State Sen. Burke Harr of Omaha on Thursday said the state’s blue and gold flag could be improved to better promote Nebraska.
It doesn’t help that Nebraska’s flag, which features the state seal, is considered one of the nation’s worst-designed flags.
Now, in the year of the state’s 150th anniversary of statehood, is a good time to consider changing it, Harr said.
“What we’re looking to do is something that more expresses the spirit of Nebraska today,” he said.
Legislative Resolution 3 would establish a task force to design a new state flag and submit a recommendation by the end of the year for the full Legislature to vote on.
The 10-member task force of lawmakers and others would work to find a better-designed flag.
It’s unclear whether the proposal will fly. Past attempts to overhaul the flag have failed.
In 1972, then-Sen. Eugene Mahoney of Omaha sponsored a resolution to study changing the flag’s design. He was quoted as calling the flag “the homeliest in the nation.”
A push in 2002 to create a task force to design a new flag with the public’s help died after protesters called the effort a jab at the state’s heritage.
“There may be some people who are traditionalists, and I understand the concern,” Harr said. “That’s why we’re doing it in an open process. If we decide to keep it, we keep it.”
The Nebraska State Historical Society is neutral on the proposal. The society happily collects and preserves state flags and would do the same with a new one, said Trevor Jones, the society’s chief executive officer.
Harr’s idea sparked online chatter that mostly questioned why senators would spend time on the flag, when larger issues loom.
“Be careful what you wish for,” wrote one commenter. “If it’s anything like our license plates it can get a lot worse.”
Nebraskans have long had strong feelings about state symbolism.
Last year, the state altered a redesign of Nebraska’s new standard license plate amid widespread criticism, including that the design was boring and that the depiction of the Sower on the license plate was lewd.
The change came after The World-Herald reported that the first design depicted a sower that more closely resembled one on a university campus in Michigan than the one atop the State Capitol building in Lincoln.
Nebraska’s current state flag design ranks among the five worst flags of all the 50 states, according to a survey by the North American Vexillological Association, a group that studies flags.
Nebraska’s state flag features the gold and silver state seal on a blue background. The state seal includes a steamboat in the Missouri River, a train heading toward the Rocky Mountains, a smith with a hammer and an anvil, a settler’s cabin, sheaves of wheat, and the state motto, which is “Equality Before the Law.”
Among the criticism: The seal is hard to read, and the overall design is very similar to numerous other official state flags that use state seals and blue backgrounds.

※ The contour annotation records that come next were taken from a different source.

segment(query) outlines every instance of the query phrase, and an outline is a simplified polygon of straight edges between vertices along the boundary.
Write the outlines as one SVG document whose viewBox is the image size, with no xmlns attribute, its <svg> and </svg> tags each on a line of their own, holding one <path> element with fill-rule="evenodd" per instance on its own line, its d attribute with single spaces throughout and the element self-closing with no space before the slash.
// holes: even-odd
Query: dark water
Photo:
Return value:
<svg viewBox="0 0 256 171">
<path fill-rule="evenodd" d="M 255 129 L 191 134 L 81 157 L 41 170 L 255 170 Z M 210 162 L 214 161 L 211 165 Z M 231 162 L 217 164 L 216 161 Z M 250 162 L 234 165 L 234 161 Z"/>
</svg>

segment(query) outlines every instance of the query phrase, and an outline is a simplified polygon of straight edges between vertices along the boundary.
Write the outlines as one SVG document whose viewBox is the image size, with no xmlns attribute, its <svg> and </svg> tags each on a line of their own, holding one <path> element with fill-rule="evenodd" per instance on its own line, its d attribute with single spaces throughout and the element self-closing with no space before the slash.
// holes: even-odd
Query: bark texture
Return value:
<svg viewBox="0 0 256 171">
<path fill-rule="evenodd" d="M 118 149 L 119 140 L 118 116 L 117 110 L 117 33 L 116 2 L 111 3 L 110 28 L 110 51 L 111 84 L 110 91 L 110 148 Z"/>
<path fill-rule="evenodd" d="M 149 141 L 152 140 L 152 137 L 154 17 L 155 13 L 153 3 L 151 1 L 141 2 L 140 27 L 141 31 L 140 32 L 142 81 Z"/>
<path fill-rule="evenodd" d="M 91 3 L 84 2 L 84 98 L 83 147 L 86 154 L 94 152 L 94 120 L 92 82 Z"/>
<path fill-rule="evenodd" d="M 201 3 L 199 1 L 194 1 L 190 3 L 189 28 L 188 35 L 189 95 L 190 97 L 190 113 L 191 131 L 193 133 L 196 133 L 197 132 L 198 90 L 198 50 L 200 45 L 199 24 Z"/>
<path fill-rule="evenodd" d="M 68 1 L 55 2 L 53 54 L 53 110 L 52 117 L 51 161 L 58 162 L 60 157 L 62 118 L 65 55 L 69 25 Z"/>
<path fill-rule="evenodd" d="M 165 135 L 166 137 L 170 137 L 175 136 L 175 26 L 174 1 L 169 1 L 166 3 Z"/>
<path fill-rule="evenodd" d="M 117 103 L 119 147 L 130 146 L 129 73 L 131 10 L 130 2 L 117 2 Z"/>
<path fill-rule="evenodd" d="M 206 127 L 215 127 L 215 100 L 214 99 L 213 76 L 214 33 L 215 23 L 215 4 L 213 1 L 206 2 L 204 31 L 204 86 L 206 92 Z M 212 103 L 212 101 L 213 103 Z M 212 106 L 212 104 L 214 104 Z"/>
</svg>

All five of the nation’s worst-designed flags, according to the vexillological association, feature state seals. None of the survey’s top five state flags, however, include a circular state seal.
Despite gaining statehood in 1867, Nebraska didn’t adopt a state flag until 1925, several years after other states. In a list published by the State Historical Society in 1920, 47 other states had already adopted a flag.
“Apparently it didn’t occur to anyone in state government to fly a state flag at the State Capitol building and state office buildings,” said David Bristow, editor for the State Historical Society’s Nebraska History publication.
The state flag was the topic of a story in the publication’s winter edition, authored by senior research historian Jim Potter, who died in August.
Gov. Pete Ricketts, through his spokesman, declined to say what he thinks of the state’s current flag, though he said he generally doesn’t comment early in the legislative process.
Secretary of State John Gale, who is the keeper of the state seal, did not respond to a request for comment. Regan Anson, executive director of Nebraska 150 Celebration, also declined to comment.
Harr declined to offer any personal suggestions of what the new design should look like. But he said it should be simple, using three or fewer colors, and should signify something about the state.
“There are a lot of great ideas out there, and I don’t want to prejudge anything.”
The cost to create a new flag would be minimal, Harr said, and groups could still fly the current flag until it needed to be replaced as a result of fading or wear and tear.